The idea, of course, being that it’s somehow the president’s fault that all these people can think of is skin color.
But one must look back decades to find this kind of open hatred in the Democratic Party. That’s not to say the Iowa labor Democrat the Washington Post found back in 2007, a woman who would not vote for Hillary Clinton because being president was not properly woman’s work, is wholly unique, but there is clearly a difference between individual members of an affiliation who wrestle with bad ideas and influential sectors of an affiliation who advocate bad ideas.
The Tea Party is a right-wing conundrum; sometimes the primary division within the movement seems to be those who advocate white, male, Christian supremacy and those who believe in white, male, Christian supremacy but are smart enough to hold their tongues. That the GOP is willing to court these elements is not in itself objectionable, but the prominence of racial and ethnic tensions, misogyny, religious supremacism, and homophobia within the Republican establishment is hard to ignore.
Still, though, a public upwelling of such sentiments—the proposition that bigots feel so empowered within the Republican Party—is an unsettling reminder that no, the major political parties in our American dualism are not the same. “Both sides do it” is not always an applicable response; indeed, in many cases it’s just a lazy attempt to hide from the obvious.
Which gives rise to a fine question: If it is wrong to accuse conservatives of various bigotries—racism, sexism, homophobia, religious supremacism, &c.—then it might behoove us to wonder why.

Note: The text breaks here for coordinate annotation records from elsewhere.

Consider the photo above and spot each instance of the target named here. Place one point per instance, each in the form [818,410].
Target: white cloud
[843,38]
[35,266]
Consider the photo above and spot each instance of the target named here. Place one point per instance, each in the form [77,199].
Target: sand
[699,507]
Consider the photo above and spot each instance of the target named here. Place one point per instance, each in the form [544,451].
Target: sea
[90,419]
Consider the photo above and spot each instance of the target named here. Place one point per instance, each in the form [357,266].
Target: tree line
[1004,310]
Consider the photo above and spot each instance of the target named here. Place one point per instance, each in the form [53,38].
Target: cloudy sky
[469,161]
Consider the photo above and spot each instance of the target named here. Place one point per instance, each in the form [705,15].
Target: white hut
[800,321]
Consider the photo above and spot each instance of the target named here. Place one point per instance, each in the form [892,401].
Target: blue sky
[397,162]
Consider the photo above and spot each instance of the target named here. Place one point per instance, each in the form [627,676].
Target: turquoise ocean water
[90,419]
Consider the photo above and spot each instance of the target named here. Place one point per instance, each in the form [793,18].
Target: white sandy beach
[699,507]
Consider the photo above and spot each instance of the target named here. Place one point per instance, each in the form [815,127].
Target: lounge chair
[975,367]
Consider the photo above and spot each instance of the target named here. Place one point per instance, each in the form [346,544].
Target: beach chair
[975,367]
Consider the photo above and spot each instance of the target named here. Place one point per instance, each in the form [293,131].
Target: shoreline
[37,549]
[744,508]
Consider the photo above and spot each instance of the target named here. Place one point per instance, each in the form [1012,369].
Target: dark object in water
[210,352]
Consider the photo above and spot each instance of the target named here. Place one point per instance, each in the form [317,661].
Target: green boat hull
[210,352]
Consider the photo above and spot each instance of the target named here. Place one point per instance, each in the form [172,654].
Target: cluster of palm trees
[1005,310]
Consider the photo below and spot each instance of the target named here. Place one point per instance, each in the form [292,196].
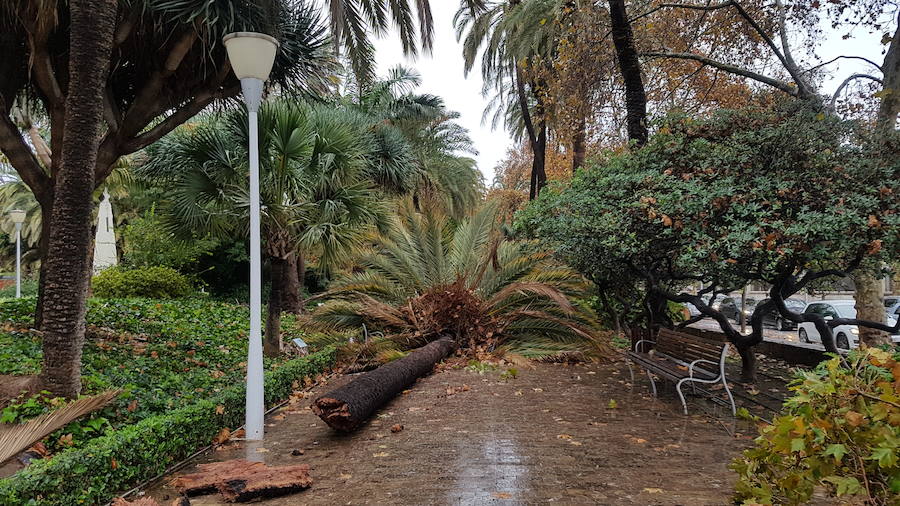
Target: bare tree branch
[851,78]
[775,83]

Is it wrong because conservatives do not harbor such sentiments? In many individual cases, sure, but that invites the question of how one weights the scales. To wit, is fending off the horrible oppression of health care really so important that one would empower all these other bigotries? Is the resolution of consumer and corporate responsibility really so vital that one would oppress blacks, hispanics, women, Muslims, gays, and atheists as an unfortunate cost of the bargain?
But what of those who seem to think a place for everyone and everyone in their place means to line up in subservience to a master class? If it is wrong to accuse them of bigotry, then why do they not stand up and proudly advocate their hatred? That is to say, why are we supposed to be shocked at an outburst like the one reported at CPAC this week? After all, we’ve seen this behavior out of Republicans for a generation and more; it has only resolved more sharply since President Obama’s election in 2008.
Are bigotry and supremacism, then, gemini spectres with which conservatives must wrestle, unfortunate symptoms of a truly just society? Or are these just part of the basic outlook, something that conservatives should celebrate but for the evil forces of justice and equality that oppress them?